Home > Nonfiction > David McCullough Library E-book Box Set > Page 57
David McCullough Library E-book Box Set Page 57

by David McCullough


  Was the mare for sale? Remington called to Shorty Reeson, according to an old account in the Kansas City Star. She was not, said Reeson (he “being wise in the ways of horse trading”). Was she good under saddle? Remington asked. Best see for himself, Reeson said. So at the busiest intersection in Kansas City, in front of the Grand Junction Hotel, they unhitched the wagon and borrowed a saddle, and Remington swung up to give the horse a try. Satisfied, he agreed to a price of fifty dollars.

  And thus the next morning, sometime in August 1885, Remington left Kansas City behind him, heading west.

  The scene could hardly be more appropriate—the lone figure of a man on the move, heading into an uncertain, possibly perilous, future in the prime of youth.

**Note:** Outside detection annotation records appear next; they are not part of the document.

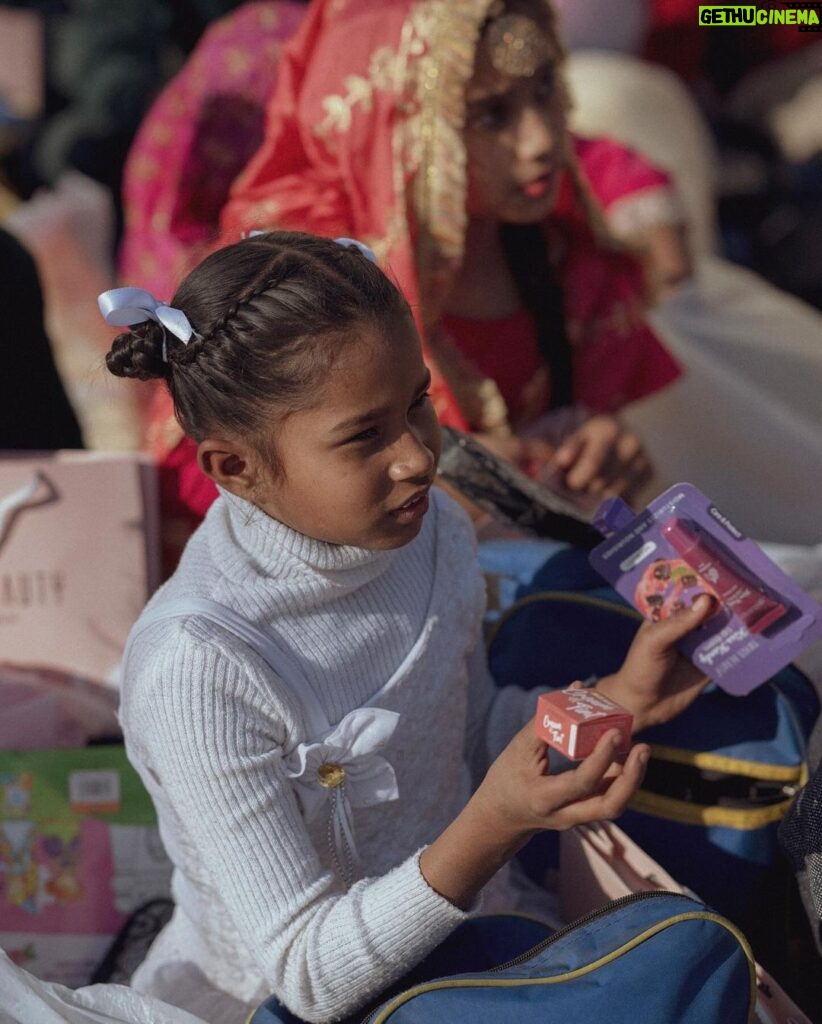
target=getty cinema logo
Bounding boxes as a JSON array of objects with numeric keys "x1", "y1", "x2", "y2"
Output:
[{"x1": 699, "y1": 0, "x2": 822, "y2": 26}]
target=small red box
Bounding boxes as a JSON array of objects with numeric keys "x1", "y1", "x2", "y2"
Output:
[{"x1": 535, "y1": 689, "x2": 634, "y2": 761}]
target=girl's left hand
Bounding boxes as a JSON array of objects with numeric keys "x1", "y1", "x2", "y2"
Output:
[
  {"x1": 596, "y1": 594, "x2": 717, "y2": 732},
  {"x1": 552, "y1": 414, "x2": 653, "y2": 502}
]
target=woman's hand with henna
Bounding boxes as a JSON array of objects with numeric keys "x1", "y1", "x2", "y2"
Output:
[
  {"x1": 597, "y1": 594, "x2": 716, "y2": 732},
  {"x1": 553, "y1": 414, "x2": 653, "y2": 501}
]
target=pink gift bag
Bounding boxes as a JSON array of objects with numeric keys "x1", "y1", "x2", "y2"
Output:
[{"x1": 0, "y1": 452, "x2": 159, "y2": 682}]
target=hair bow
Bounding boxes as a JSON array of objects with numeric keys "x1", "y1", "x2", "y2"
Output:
[
  {"x1": 334, "y1": 239, "x2": 377, "y2": 263},
  {"x1": 97, "y1": 288, "x2": 194, "y2": 345}
]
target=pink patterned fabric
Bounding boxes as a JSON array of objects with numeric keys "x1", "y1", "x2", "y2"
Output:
[{"x1": 119, "y1": 0, "x2": 306, "y2": 299}]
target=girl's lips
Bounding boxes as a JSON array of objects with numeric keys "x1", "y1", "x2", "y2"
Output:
[
  {"x1": 391, "y1": 490, "x2": 428, "y2": 523},
  {"x1": 522, "y1": 172, "x2": 554, "y2": 199}
]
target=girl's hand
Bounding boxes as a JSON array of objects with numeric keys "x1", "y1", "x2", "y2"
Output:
[
  {"x1": 474, "y1": 722, "x2": 649, "y2": 841},
  {"x1": 473, "y1": 433, "x2": 557, "y2": 473},
  {"x1": 553, "y1": 414, "x2": 653, "y2": 502},
  {"x1": 420, "y1": 724, "x2": 650, "y2": 910},
  {"x1": 597, "y1": 594, "x2": 716, "y2": 732}
]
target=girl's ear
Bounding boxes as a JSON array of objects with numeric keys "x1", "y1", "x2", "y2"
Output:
[{"x1": 197, "y1": 437, "x2": 259, "y2": 499}]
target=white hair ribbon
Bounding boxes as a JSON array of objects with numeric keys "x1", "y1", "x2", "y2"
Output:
[
  {"x1": 334, "y1": 239, "x2": 377, "y2": 263},
  {"x1": 97, "y1": 288, "x2": 194, "y2": 345}
]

The background is the Old West, but the man is of greater interest than the background. And of course there is the horse. For Remington there was always the horse. If he could have but one thing written on his tombstone, he once told a drinking companion, it would be “He knew the horse.”

  Besides, he had an audience for this turning point in his life, a vital element not overlooked in the old account. “They warned him of the perils. He smiled,” it says. “They coaxed him, he went.” His popularity as a “good fellow” was firmly established. Long afterward, the cashier of a billiard parlor spoke of him lovingly as “One Grand Fred.” Recalling the time, Remington said, “Now that I was poor I could gratify my inclination for an artist’s career.”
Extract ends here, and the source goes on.